Lifted in toto from All About Alpha:
Carry Strategies: Beyond Foreign Exchange
Carry strategies have long been a big part of the alpha-seeking landscape.
The idea behind such strategies is simple and arises most naturally in the foreign exchange context. International investors borrow money in countries where interest rates are relatively low, and then lend it out in countries where the rates are higher. All they do is “carry” the money, so to speak, from one country to the other.
Carry trades of this sort have been quite robust in the last few years. Many hedge funds have made a fine thing out of the continued competition of countries and currency zones. This is sometimes given the exalted name “global macro,” but a more descriptive label might be: monetary-policy arbitrage.
A new white paper from Campbell & Co., written by Susan Roberts, looks at an expanded idea of the carry trade, and at the role it can play in a portfolio.
A broad definition of a carry trade is this: it can include any transaction designed to maximize exposure to the costs and benefits of holding an asset. In the case of a garden variety forex carry trade, the asset held consists of the principal amount borrowed in one currency and lent in another. The point isn’t that the principal amount itself gains in value (that would simply be speculating on the direction of currency moves), the point is that what the principal can do for you exceeds what it will cost you.
Other Types of Carry Trade
In a fixed income carry trade, on the other hand, an investor takes an asset’s yield-to-maturity, and pays the cost of financing, that is, the short rate. On January 2, 2007, for example, Japanese bonds were yielding 1.7%, with a financing rate of 0.5% (the three month rate). A carry strategy entailed a long position in those bonds. If the yield had remained unchanged, the total gain would then have corresponded to the difference between those two rates, or 1.2%. Of course as Roberts observes, your mileage may vary, “shifts in the yield curve may either enhance or reduce returns.” Further, if the value of the underlying asset moves too much in the wrong direction, the expected gain becomes an actual loss.
In world of equities, a carry trade looks to benefit from the dividend yield.
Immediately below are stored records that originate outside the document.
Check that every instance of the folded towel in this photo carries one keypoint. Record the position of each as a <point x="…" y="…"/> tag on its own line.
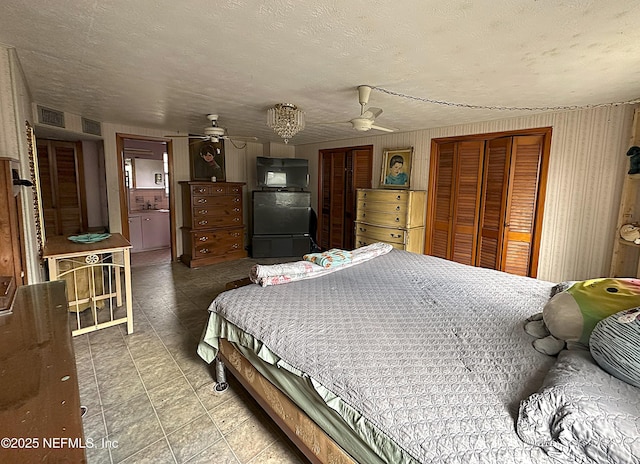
<point x="277" y="274"/>
<point x="331" y="258"/>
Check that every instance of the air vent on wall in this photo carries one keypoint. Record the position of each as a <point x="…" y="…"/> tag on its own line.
<point x="50" y="117"/>
<point x="91" y="127"/>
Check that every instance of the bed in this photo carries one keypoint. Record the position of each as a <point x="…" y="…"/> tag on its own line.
<point x="406" y="358"/>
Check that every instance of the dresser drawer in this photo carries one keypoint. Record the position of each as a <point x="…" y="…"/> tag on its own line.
<point x="217" y="242"/>
<point x="220" y="200"/>
<point x="217" y="219"/>
<point x="391" y="219"/>
<point x="385" y="196"/>
<point x="212" y="189"/>
<point x="380" y="234"/>
<point x="393" y="206"/>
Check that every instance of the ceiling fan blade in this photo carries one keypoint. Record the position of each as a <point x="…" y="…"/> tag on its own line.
<point x="202" y="137"/>
<point x="384" y="129"/>
<point x="329" y="122"/>
<point x="240" y="138"/>
<point x="372" y="113"/>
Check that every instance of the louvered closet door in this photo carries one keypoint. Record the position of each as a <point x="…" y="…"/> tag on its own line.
<point x="496" y="176"/>
<point x="522" y="204"/>
<point x="468" y="175"/>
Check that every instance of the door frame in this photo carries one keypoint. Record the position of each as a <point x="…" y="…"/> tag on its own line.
<point x="124" y="210"/>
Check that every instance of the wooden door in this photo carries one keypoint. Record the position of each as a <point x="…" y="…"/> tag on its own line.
<point x="343" y="170"/>
<point x="495" y="180"/>
<point x="62" y="187"/>
<point x="486" y="199"/>
<point x="466" y="206"/>
<point x="442" y="175"/>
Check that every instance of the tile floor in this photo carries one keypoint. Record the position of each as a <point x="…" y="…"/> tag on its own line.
<point x="149" y="396"/>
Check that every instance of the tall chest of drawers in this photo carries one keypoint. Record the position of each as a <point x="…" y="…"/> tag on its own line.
<point x="396" y="217"/>
<point x="213" y="226"/>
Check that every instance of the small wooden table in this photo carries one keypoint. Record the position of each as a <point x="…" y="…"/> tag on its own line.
<point x="91" y="271"/>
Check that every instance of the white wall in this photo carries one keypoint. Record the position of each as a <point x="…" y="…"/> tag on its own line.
<point x="587" y="165"/>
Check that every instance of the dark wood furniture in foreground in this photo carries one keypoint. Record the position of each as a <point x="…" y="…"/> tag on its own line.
<point x="39" y="398"/>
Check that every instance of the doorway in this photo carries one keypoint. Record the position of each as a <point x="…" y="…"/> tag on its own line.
<point x="147" y="203"/>
<point x="342" y="172"/>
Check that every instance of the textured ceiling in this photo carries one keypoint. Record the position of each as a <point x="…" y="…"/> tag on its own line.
<point x="166" y="64"/>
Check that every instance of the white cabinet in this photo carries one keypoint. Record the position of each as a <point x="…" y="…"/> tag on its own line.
<point x="135" y="233"/>
<point x="149" y="230"/>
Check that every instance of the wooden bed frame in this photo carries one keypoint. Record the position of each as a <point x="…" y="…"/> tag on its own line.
<point x="308" y="437"/>
<point x="305" y="434"/>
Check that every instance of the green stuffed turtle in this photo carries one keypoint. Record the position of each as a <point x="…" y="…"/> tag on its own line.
<point x="572" y="313"/>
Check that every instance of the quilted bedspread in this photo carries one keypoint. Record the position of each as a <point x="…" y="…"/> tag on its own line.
<point x="432" y="353"/>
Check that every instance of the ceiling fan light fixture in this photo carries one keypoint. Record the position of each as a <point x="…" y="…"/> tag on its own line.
<point x="361" y="124"/>
<point x="286" y="120"/>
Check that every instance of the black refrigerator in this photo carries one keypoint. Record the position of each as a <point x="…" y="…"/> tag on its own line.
<point x="281" y="222"/>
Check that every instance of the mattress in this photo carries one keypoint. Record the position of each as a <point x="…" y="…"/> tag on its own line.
<point x="412" y="350"/>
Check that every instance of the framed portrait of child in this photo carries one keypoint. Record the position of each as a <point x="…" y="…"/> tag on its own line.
<point x="207" y="161"/>
<point x="396" y="168"/>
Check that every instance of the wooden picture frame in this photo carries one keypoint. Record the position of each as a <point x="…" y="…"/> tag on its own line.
<point x="207" y="161"/>
<point x="396" y="168"/>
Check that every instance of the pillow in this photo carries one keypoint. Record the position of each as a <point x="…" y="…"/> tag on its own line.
<point x="572" y="313"/>
<point x="615" y="345"/>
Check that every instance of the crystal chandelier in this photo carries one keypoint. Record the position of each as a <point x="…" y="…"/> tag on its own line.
<point x="286" y="120"/>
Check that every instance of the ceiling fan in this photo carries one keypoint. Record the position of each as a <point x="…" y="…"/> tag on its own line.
<point x="367" y="118"/>
<point x="215" y="133"/>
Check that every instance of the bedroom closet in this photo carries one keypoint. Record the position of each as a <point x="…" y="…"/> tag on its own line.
<point x="342" y="171"/>
<point x="62" y="187"/>
<point x="486" y="196"/>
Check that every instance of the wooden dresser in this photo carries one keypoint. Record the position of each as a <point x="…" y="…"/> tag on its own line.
<point x="396" y="217"/>
<point x="213" y="229"/>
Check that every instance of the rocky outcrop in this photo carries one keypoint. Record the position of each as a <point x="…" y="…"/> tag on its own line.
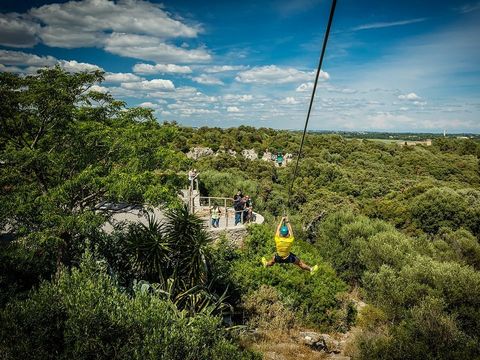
<point x="267" y="156"/>
<point x="234" y="235"/>
<point x="320" y="342"/>
<point x="250" y="154"/>
<point x="199" y="152"/>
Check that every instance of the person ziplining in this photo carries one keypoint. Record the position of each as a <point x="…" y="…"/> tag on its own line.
<point x="283" y="242"/>
<point x="284" y="234"/>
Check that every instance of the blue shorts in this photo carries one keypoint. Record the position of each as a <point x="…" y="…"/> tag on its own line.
<point x="290" y="259"/>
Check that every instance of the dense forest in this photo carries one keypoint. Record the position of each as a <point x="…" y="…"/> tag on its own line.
<point x="400" y="230"/>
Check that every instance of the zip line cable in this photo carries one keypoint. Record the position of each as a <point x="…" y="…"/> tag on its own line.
<point x="325" y="40"/>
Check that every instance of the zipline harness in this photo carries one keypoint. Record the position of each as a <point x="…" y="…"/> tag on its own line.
<point x="325" y="40"/>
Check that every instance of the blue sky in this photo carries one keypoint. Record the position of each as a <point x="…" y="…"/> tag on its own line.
<point x="390" y="66"/>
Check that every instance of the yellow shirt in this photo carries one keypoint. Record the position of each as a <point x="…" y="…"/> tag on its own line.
<point x="283" y="245"/>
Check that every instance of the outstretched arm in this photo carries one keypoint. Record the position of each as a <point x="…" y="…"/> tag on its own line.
<point x="277" y="233"/>
<point x="290" y="231"/>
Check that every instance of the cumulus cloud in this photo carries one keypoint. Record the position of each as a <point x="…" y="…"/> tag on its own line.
<point x="238" y="98"/>
<point x="223" y="68"/>
<point x="101" y="17"/>
<point x="207" y="80"/>
<point x="12" y="69"/>
<point x="8" y="57"/>
<point x="305" y="87"/>
<point x="289" y="100"/>
<point x="75" y="66"/>
<point x="272" y="74"/>
<point x="150" y="105"/>
<point x="147" y="69"/>
<point x="153" y="49"/>
<point x="148" y="85"/>
<point x="29" y="63"/>
<point x="121" y="77"/>
<point x="99" y="88"/>
<point x="16" y="31"/>
<point x="410" y="96"/>
<point x="132" y="28"/>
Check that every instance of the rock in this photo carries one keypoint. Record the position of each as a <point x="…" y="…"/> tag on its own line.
<point x="320" y="342"/>
<point x="250" y="154"/>
<point x="272" y="355"/>
<point x="199" y="152"/>
<point x="312" y="339"/>
<point x="288" y="158"/>
<point x="267" y="156"/>
<point x="331" y="345"/>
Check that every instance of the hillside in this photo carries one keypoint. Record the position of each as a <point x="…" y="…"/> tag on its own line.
<point x="400" y="232"/>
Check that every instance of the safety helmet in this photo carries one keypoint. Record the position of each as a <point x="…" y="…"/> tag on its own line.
<point x="284" y="230"/>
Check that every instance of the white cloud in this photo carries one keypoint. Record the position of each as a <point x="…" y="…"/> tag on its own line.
<point x="288" y="101"/>
<point x="148" y="85"/>
<point x="75" y="66"/>
<point x="30" y="63"/>
<point x="207" y="80"/>
<point x="380" y="25"/>
<point x="82" y="21"/>
<point x="183" y="92"/>
<point x="12" y="69"/>
<point x="153" y="49"/>
<point x="305" y="87"/>
<point x="16" y="31"/>
<point x="150" y="105"/>
<point x="121" y="77"/>
<point x="25" y="59"/>
<point x="223" y="68"/>
<point x="272" y="74"/>
<point x="148" y="69"/>
<point x="133" y="28"/>
<point x="420" y="103"/>
<point x="99" y="88"/>
<point x="409" y="96"/>
<point x="237" y="98"/>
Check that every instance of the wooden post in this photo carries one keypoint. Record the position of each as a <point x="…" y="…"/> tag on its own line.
<point x="226" y="212"/>
<point x="210" y="211"/>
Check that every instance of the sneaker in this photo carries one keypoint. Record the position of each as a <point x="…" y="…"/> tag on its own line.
<point x="264" y="261"/>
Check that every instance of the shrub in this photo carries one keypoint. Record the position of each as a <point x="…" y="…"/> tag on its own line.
<point x="313" y="298"/>
<point x="438" y="207"/>
<point x="265" y="310"/>
<point x="83" y="315"/>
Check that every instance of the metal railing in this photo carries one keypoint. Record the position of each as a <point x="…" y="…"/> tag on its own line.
<point x="226" y="208"/>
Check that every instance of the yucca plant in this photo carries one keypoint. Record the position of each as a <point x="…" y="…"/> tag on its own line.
<point x="151" y="249"/>
<point x="188" y="239"/>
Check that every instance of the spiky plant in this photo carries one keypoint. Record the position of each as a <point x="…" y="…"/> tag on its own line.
<point x="151" y="249"/>
<point x="188" y="238"/>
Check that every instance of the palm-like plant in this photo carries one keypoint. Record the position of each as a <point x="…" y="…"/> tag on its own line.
<point x="151" y="249"/>
<point x="188" y="238"/>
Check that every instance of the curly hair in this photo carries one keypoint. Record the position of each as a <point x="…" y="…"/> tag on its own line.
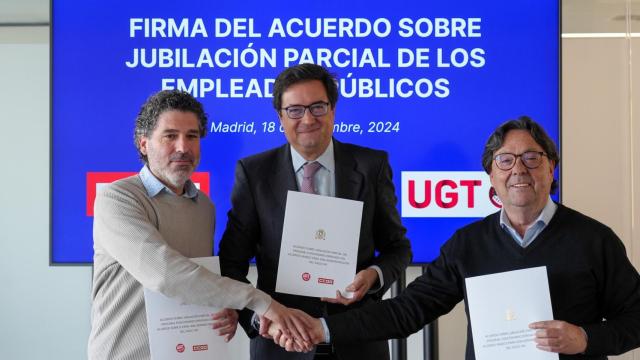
<point x="537" y="133"/>
<point x="156" y="104"/>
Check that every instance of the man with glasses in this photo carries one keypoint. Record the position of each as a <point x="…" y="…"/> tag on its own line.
<point x="595" y="291"/>
<point x="305" y="97"/>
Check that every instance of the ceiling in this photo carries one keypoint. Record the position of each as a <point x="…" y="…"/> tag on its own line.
<point x="578" y="16"/>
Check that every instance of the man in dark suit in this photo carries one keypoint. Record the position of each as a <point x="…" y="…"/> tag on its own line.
<point x="305" y="97"/>
<point x="594" y="288"/>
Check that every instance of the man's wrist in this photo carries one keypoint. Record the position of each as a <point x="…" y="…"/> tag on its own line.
<point x="255" y="321"/>
<point x="325" y="330"/>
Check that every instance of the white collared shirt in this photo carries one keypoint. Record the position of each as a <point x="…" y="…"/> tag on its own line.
<point x="324" y="179"/>
<point x="535" y="229"/>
It is worthwhile for an investor to hold a stock for any period, setting aside any appreciation in its value, if and only if the dividend yield exceeds the risk-free rate on the same investment. Again to use one of Roberts’ examples: On June 1, 2005 the Amsterdam Stock Index had a trailing 12-month dividend yield of +3.6%. Risk free lending could have yielded 2.1% at the time. Thus, the carry was 1.5%.
Finally, in Robert’s presentation, there are commodity carries. Here the benefit of holding a commodity is known as the “convenience yield,” and the costs include the financing rate, storage, transport, and insurance.
An Insight from Keynes
Unfortunately, it isn’t easy to observe the “convenience yield.” One can’t simply look it up in the Wall Street Journal. It has to be inferred from either the backwardation (a positive convenience yield) or the contango (negative convenience yield) displayed in the term structure. One of the defining arguments in the formal study of commodity prices dates to a 1930 work by John Maynard Keynes, A Treatise on Money, in which Keynes explained that people and institutions that hold a lot of a physical commodity have to worry about a collapse in demand. At least in the short-run, the supply is inelastic, demand is unpredictable. As a consequence, producers have to hedge, and hedgers have to deal with speculators. Roberts doesn’t cite Keynes, but his argument is implicit in her explanations here.
After running through the four different sorts of carry trade as I’ve just summarized, Roberts remarks that there is a very low correlation and often negative correlation, historically, among the various carry return strategies. Thus, a hypothetical global carry strategy would itself be diversified. It could be further diversified, of course, by adding assets tied to directional strategies.
The bottom line, then, is that investors who blend carry with directional strategies can enhance their risk-adjusted portfolio results.